In October 1986, the FRB released the results of yet another examination of Liberty.4 Again finding that the overall condition of the Bank was unsatisfactory, the report urged the directorate “to redirect its priorities away from expansion and concentrate its efforts toward restoring the bank to a satisfactory condition.” As of September 1986, classified assets had climbed to 193% of the Bank’s total capital. The report also noted that the Bank was in noncompliance with portions of the Written Agreement, mentioning especially that loans were being made in excess of the established limits and without proper documentation.

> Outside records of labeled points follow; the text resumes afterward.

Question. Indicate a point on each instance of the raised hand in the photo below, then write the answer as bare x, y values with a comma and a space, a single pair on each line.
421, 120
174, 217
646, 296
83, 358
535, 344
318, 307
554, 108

As Oldfield became increasingly concerned about the Bank’s condition, he instructed State Bank Examiner John Burke, who was in charge of monitoring Liberty, to pay particularly close attention to Wood’s actions. At one point in April 1987, Oldfield, noting that Liberty had “too many problems and poor management response,” told Burke to “keep on Tom Wood’s back ... Write down all conversations.” In June 1987, Burke arranged to conduct another examination of Liberty, this one in conjunction with the FDIC. Again, there is no report in the record, but an Assistant Supervisor of Banking wrote in July 1987 that the examination indicated that “[t]he condition of the bank is precarious at best. If the problem loans, liquidity, and funds management deteriorate further, the bank could fail.”

For several years, but especially during 1987, Wood, aware that the new branch application depended largely upon the Bank’s need for capital infusion, worked to implement a stock recapitalization plan. On October 21, 1987, the Shamania Investment Company sent a letter to Wood, Andrew Branch and Jerome Crawford commit[469]*469ting to lend the three men $1,450,000. On October 27, Wood, Branch and Crawford sent a packet to Mary Faulk, the Director of Washington state’s Department of General Administration (of which the Department of Banking is a part) containing Change of Ownership papers, offering to purchase $870,000 in Liberty stock, and a Branch Application.